The local rating agency said Islamic banking continued to expand at a much faster pace than conventional loans last year, coming in at 11% compared with the latter's 3.3% growth. It grew 10.3% in 2017.
For 2019, RAM is maintaining a stable outlook on the Malaysian Islamic banking sector, in line with its view on the overall domestic banking system.
"However, it may take longer to achieve Bank Negara Malaysia's 40% target for Islamic financing as a proportion of the overall system's loans by 2020," it said in the latest edition of its annual publication called "Islamic Banking Insight" today.
As at end-January 2019, Islamic financing comprised 32% of the overall system's loans.
While it may require more time to attain the targeted 40%, RAM co-head of financial institution ratings Wong Yin Ching said the Islamic banking industry has come a long way in terms of maturity and breadth.
Meanwhile, RAM noted that the asset-quality indicators of Islamic banks have remained relatively benign, with a gross impaired financing (GIF) ratio of 1.2% as at end-January 2019 and an annualised credit cost ratio of 27 basis points in the first nine months of 2018.
"That said, we note an uptrend in the absolute GIF of Islamic banks, which increased 13% in 2018," it said.
"On the other hand, the implementation of Malaysian Financial Reporting Standards 9 has bolstered loss-absorption buffers; the Islamic system's GIF coverage ratio had improved to 103% as at end-January 2019 from 89% as at end-December 2017.

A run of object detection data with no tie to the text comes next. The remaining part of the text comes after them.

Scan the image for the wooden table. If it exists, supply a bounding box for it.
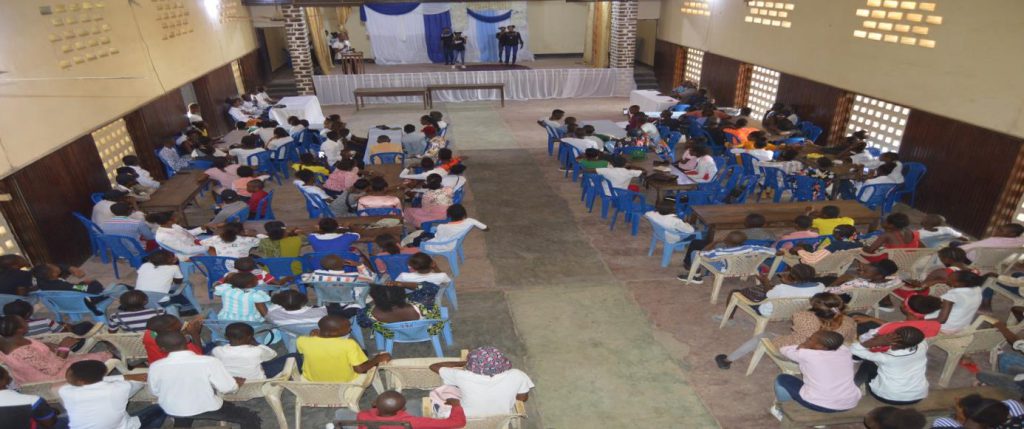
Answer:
[427,83,505,108]
[693,201,880,233]
[245,216,402,243]
[352,87,430,111]
[138,170,206,226]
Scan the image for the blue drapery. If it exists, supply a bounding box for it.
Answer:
[464,7,512,24]
[421,9,452,62]
[359,3,420,23]
[466,8,512,62]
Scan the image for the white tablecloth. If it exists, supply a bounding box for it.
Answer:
[630,89,679,112]
[362,125,402,164]
[313,69,637,104]
[270,95,324,129]
[579,119,626,138]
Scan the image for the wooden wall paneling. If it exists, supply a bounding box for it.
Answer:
[899,110,1024,235]
[3,135,111,264]
[776,73,846,141]
[700,52,741,105]
[124,89,189,178]
[192,65,239,135]
[653,40,682,94]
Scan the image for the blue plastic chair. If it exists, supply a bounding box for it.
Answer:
[372,254,413,280]
[897,163,928,207]
[370,152,406,165]
[644,217,696,267]
[246,151,281,186]
[300,252,361,272]
[758,167,787,203]
[374,307,452,357]
[857,183,899,210]
[99,233,148,278]
[788,174,826,202]
[32,291,114,324]
[225,207,249,222]
[71,212,108,263]
[608,188,652,237]
[252,189,275,220]
[188,256,237,300]
[355,207,401,217]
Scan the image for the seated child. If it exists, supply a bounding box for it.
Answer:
[213,272,270,321]
[142,314,203,363]
[106,291,164,333]
[210,323,302,382]
[295,315,391,383]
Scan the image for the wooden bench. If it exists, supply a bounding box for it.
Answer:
[779,386,1017,428]
[352,87,430,111]
[427,83,505,108]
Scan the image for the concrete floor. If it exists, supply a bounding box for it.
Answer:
[72,98,999,429]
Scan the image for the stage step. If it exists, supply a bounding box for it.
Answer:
[633,65,658,90]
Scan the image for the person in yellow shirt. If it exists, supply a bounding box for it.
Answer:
[295,314,391,383]
[811,206,854,235]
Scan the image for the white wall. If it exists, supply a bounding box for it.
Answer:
[657,0,1024,137]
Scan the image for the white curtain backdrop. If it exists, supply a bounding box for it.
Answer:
[313,69,636,104]
[366,4,430,65]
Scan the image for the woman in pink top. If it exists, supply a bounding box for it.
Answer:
[771,331,860,420]
[356,177,401,210]
[0,315,112,385]
[200,157,240,191]
[774,215,818,250]
[324,158,359,198]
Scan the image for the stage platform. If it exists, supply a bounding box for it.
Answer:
[313,58,636,105]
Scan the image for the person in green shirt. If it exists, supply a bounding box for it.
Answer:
[577,148,608,170]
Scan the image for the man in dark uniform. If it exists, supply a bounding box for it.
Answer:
[495,27,505,62]
[505,26,525,65]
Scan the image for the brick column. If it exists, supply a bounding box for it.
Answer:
[608,0,638,69]
[281,5,316,95]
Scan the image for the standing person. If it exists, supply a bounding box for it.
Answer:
[495,27,505,62]
[505,26,525,65]
[441,27,455,69]
[452,32,466,69]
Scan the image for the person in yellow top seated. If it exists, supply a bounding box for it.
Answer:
[808,206,854,235]
[370,135,401,164]
[295,314,391,383]
[292,152,331,176]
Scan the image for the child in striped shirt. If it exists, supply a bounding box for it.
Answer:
[108,291,164,333]
[213,272,270,321]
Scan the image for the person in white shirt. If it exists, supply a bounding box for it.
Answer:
[644,205,694,244]
[147,332,262,428]
[57,360,167,429]
[185,102,203,124]
[925,269,985,334]
[210,323,302,381]
[850,327,928,405]
[227,98,253,124]
[430,347,534,418]
[227,135,266,167]
[321,131,345,166]
[594,157,643,195]
[121,155,160,189]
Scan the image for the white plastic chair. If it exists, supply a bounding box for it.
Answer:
[264,368,383,429]
[718,293,811,335]
[686,252,774,304]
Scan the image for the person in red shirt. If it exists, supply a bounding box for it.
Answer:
[355,390,466,429]
[142,314,203,364]
[246,179,268,218]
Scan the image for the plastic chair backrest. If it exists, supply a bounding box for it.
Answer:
[373,254,413,280]
[370,152,406,165]
[355,207,401,217]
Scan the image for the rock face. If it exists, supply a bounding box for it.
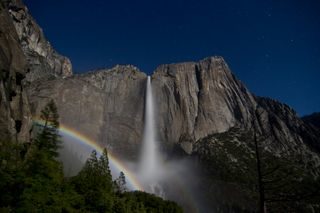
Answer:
[152,57,256,152]
[0,1,31,141]
[28,66,146,158]
[3,0,72,82]
[1,0,320,162]
[302,112,320,129]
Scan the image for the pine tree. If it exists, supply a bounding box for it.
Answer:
[72,150,114,212]
[18,100,63,212]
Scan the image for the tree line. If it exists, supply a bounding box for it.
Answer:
[0,101,183,213]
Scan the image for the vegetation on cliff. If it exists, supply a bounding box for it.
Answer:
[0,101,182,213]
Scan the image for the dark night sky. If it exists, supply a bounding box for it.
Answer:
[25,0,320,115]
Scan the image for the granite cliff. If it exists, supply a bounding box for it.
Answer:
[0,0,320,210]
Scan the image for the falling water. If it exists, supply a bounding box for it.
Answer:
[139,76,164,196]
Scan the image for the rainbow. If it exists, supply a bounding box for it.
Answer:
[33,119,144,191]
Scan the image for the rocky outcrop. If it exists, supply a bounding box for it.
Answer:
[152,57,256,152]
[28,66,146,158]
[0,1,32,141]
[301,112,320,129]
[3,0,72,82]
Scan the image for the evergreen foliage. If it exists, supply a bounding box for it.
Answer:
[0,101,182,213]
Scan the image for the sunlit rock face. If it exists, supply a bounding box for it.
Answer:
[0,4,32,141]
[28,66,147,158]
[3,0,72,82]
[153,57,256,152]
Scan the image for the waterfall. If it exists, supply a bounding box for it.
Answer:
[139,76,164,197]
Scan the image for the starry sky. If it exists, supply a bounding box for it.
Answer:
[24,0,320,115]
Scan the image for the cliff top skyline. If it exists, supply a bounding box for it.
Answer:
[24,0,320,115]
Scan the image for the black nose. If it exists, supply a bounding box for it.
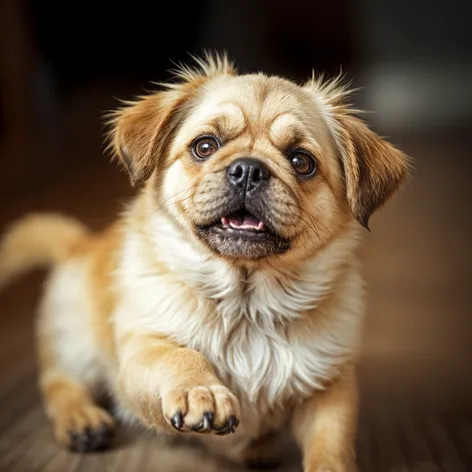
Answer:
[227,157,270,193]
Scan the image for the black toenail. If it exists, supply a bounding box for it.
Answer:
[229,416,239,433]
[170,411,184,431]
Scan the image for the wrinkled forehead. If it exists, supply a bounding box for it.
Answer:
[177,75,328,147]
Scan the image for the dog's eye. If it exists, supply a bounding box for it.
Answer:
[192,136,220,159]
[290,150,316,177]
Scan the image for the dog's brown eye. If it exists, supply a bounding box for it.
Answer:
[290,151,316,177]
[192,136,220,159]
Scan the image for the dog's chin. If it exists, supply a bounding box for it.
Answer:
[195,210,290,260]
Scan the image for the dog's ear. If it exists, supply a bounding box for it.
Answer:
[337,115,408,228]
[108,53,237,185]
[106,89,188,185]
[305,77,409,229]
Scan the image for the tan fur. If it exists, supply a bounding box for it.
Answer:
[0,52,407,472]
[0,214,87,288]
[292,365,358,472]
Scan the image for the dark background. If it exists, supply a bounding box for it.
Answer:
[0,0,472,472]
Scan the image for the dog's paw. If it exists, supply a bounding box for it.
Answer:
[53,404,114,453]
[162,385,240,435]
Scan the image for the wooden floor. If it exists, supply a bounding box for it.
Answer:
[0,83,472,472]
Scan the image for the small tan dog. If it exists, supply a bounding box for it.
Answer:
[0,56,408,472]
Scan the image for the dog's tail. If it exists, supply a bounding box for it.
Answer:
[0,213,88,289]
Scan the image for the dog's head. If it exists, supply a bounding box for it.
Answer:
[111,57,407,264]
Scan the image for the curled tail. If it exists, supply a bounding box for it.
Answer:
[0,213,88,289]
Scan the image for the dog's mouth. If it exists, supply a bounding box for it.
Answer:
[218,209,267,233]
[196,208,289,259]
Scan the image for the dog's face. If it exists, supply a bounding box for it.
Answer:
[113,58,407,264]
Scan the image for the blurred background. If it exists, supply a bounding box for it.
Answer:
[0,0,472,472]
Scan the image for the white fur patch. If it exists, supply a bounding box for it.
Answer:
[38,260,105,393]
[116,206,364,411]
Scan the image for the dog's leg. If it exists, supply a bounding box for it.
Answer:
[117,334,240,435]
[244,433,283,470]
[292,366,358,472]
[38,335,114,452]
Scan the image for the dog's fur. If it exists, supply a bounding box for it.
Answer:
[0,56,408,472]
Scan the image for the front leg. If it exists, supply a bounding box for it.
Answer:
[117,333,240,435]
[292,366,358,472]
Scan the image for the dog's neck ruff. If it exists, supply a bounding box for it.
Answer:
[117,207,363,408]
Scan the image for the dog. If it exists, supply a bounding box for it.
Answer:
[0,55,409,472]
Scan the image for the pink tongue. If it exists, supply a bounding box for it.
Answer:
[221,215,264,231]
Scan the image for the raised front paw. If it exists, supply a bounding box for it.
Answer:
[162,384,240,435]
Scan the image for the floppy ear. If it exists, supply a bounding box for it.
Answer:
[104,53,237,185]
[337,115,408,229]
[305,76,409,229]
[109,89,188,185]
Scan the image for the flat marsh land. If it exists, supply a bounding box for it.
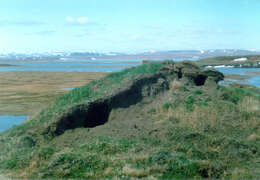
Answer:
[0,72,106,115]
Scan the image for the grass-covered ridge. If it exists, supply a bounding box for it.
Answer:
[0,63,260,179]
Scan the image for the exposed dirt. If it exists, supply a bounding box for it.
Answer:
[45,62,224,137]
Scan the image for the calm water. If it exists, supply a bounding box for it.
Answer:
[0,58,197,72]
[0,115,28,133]
[217,68,260,87]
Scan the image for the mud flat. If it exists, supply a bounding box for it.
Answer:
[0,71,106,115]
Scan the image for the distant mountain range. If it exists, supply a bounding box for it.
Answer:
[0,49,260,60]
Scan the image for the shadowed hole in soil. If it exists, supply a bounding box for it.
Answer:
[55,76,168,135]
[55,102,111,135]
[194,74,207,86]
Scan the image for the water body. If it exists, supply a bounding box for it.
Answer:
[217,68,260,87]
[0,58,197,72]
[0,115,28,133]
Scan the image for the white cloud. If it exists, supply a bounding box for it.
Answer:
[66,16,92,25]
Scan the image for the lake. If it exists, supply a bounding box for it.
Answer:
[217,68,260,87]
[0,115,28,133]
[0,59,260,132]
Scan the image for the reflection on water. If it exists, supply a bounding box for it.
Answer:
[217,68,260,87]
[0,115,28,133]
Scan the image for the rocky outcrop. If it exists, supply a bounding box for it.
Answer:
[44,61,224,136]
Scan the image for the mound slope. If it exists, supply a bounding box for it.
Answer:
[0,61,260,178]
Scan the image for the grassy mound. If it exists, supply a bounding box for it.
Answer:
[0,63,260,179]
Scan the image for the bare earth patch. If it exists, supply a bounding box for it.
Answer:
[0,72,106,115]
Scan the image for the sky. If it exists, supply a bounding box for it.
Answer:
[0,0,260,53]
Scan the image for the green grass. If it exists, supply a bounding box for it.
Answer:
[0,61,260,179]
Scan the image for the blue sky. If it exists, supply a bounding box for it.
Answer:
[0,0,260,53]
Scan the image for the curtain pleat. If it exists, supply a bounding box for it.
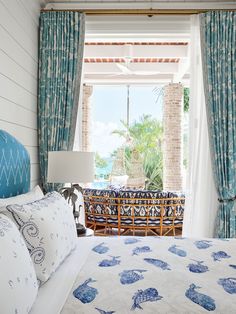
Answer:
[38,11,85,191]
[201,11,236,238]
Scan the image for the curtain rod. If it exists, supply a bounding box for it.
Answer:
[41,8,210,16]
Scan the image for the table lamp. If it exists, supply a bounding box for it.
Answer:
[47,151,94,234]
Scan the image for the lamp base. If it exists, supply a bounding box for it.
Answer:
[76,222,86,235]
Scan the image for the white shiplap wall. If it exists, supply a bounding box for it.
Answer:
[0,0,40,186]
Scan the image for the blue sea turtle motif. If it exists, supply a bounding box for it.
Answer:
[92,242,109,254]
[194,240,212,250]
[187,261,209,274]
[73,278,98,303]
[131,288,162,310]
[119,269,146,285]
[124,238,140,244]
[185,283,216,311]
[168,245,187,257]
[95,307,115,314]
[217,278,236,294]
[132,246,152,255]
[211,251,231,262]
[144,258,171,270]
[98,256,120,267]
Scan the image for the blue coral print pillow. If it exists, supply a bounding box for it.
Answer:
[6,192,77,285]
[0,214,38,314]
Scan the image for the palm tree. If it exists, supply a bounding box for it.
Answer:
[113,115,163,189]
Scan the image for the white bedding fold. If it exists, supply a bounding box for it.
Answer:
[30,237,95,314]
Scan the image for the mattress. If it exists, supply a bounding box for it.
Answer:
[32,237,236,314]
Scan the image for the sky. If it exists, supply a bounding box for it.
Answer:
[91,85,162,157]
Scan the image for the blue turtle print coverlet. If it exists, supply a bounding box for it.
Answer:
[61,237,236,314]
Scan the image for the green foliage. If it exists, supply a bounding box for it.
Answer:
[184,87,189,112]
[95,152,107,168]
[113,115,163,190]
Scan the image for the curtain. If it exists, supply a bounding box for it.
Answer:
[201,11,236,238]
[183,15,217,237]
[38,11,85,191]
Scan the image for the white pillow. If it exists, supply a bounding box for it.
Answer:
[0,214,38,314]
[6,192,77,285]
[0,185,44,211]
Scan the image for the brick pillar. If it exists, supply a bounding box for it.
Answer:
[163,83,183,191]
[82,85,93,152]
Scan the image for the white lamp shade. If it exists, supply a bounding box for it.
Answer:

"While the moderation in economic growth may affect borrowers' repayment capabilities and thus lead to an uptick in impairments, the asset quality of the Islamic banking industry is unlikely to deteriorate significantly," added RAM.
Last year, the Islamic banking system's deposits grew 12.4%, slightly slower than the 14.2% growth recorded in 2017.
"The bulk of the expansion stemmed from fixed deposits as banks are bracing for the implementation of the net stable funding ratio (NSFR) requirement.
"Despite the deferred adoption of the NSFR, margin pressure is unlikely to ease amid the ongoing keen competition for retail and small and medium enterprise deposits, as banks keep building up their funding bases. However, the overall outlook on profitability remains stable as banks keep a tight rein on operating expenses," RAM co-head of financial institution ratings Sophia Lee said.
The industry's liquidity coverage ratio stood at 143% as at end-January 2019. The Islamic banking system also remained well capitalised, with common equity tier-1 and total capital ratios of 13.3% and 17.6% respectively.